Avec le règlement  2014 et la limitation de la consommation (-30%), la pole de Nakajima (Toyota) en 3:21.789 et le meilleur temps en course de Lotterer (Audi, 3:22.567), la pression se fit moindre mais les progrès réalisés à l'intersaison laissent à penser que le débat est d'ores et déjà rouvert.

L'espoir est permis pour réaliser le tour le plus rapide de l'histoire.

Loïc Duval, Audi

 

Loic Duval l'a dit clairement, l'amélioration (sans doute plus de 5 secondes) remettra à l'ordre du jour la nécessité de revoir la copie. A Silvestone, lors des essais libres du vendredi, Jarvis était déjà plus rapide que la pole de l'an passé. Au Castellet cette année c'était plus vite de 4 secondes par rapport au temps des essais du début de 2014. 

"L'évolution des performances est vraiment impressionnante cette année, de la part de tous les constructeurs", confirme Loïc Duval à Motorsport.com. "Quand on voit qu'on a gagné pas loin de 4 secondes au Paul Ricard sur un tour qui est en moins de deux minutes alors qu'au Mans on roule en plus de trois minutes, on peut imaginer par rapport à l'année dernière que l'on passe sous la barrière des 3:18. Après il faut toujours voir les conditions de piste, les conditions météo, etc. Mais c'est vrai que l'espoir est permis pour réaliser le tour le plus rapide de l'histoire sur ce circuit."

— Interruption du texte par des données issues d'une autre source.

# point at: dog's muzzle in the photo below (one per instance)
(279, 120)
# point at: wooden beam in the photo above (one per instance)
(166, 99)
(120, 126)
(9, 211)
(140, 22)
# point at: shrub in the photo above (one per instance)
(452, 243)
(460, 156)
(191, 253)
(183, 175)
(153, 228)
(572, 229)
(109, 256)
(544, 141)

"C'est sûr que l'on va y penser quand on va voir les temps, mais ce n'est pas le challenge du week-end. Il faut vraiment bien préparer la voiture, être compétitif en course, essayer de gagner Le Mans. Avant de gagner en 2013, j'avais fait des meilleurs tours en course, des petites choses comme ça ; j'ai réussi la pole en 2013 et j'ai toujours eu peur de ne pas être au bout à la course. Je préfère ne pas réaliser le meilleur tour et avoir le trophée à la fin."

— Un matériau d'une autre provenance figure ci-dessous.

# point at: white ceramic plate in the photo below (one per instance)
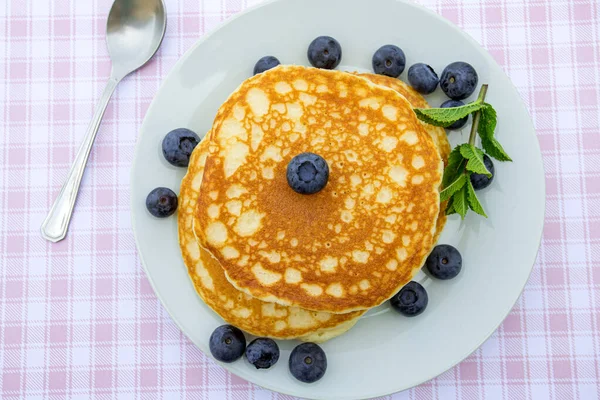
(385, 352)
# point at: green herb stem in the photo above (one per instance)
(477, 115)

Allez, nous prenons les paris, au Mans, lors des essais du mercredi et du jeudi, s'il fait sec, l'amélioration peut être de l'ordre de 5 à 6 secondes minimum. Soit aux alentours de 3:15 au tour. De quoi sérieusement relancer les débats lors de la future réunion de la commission sportive présidant aux destinées du WEC et du règlement du Mans.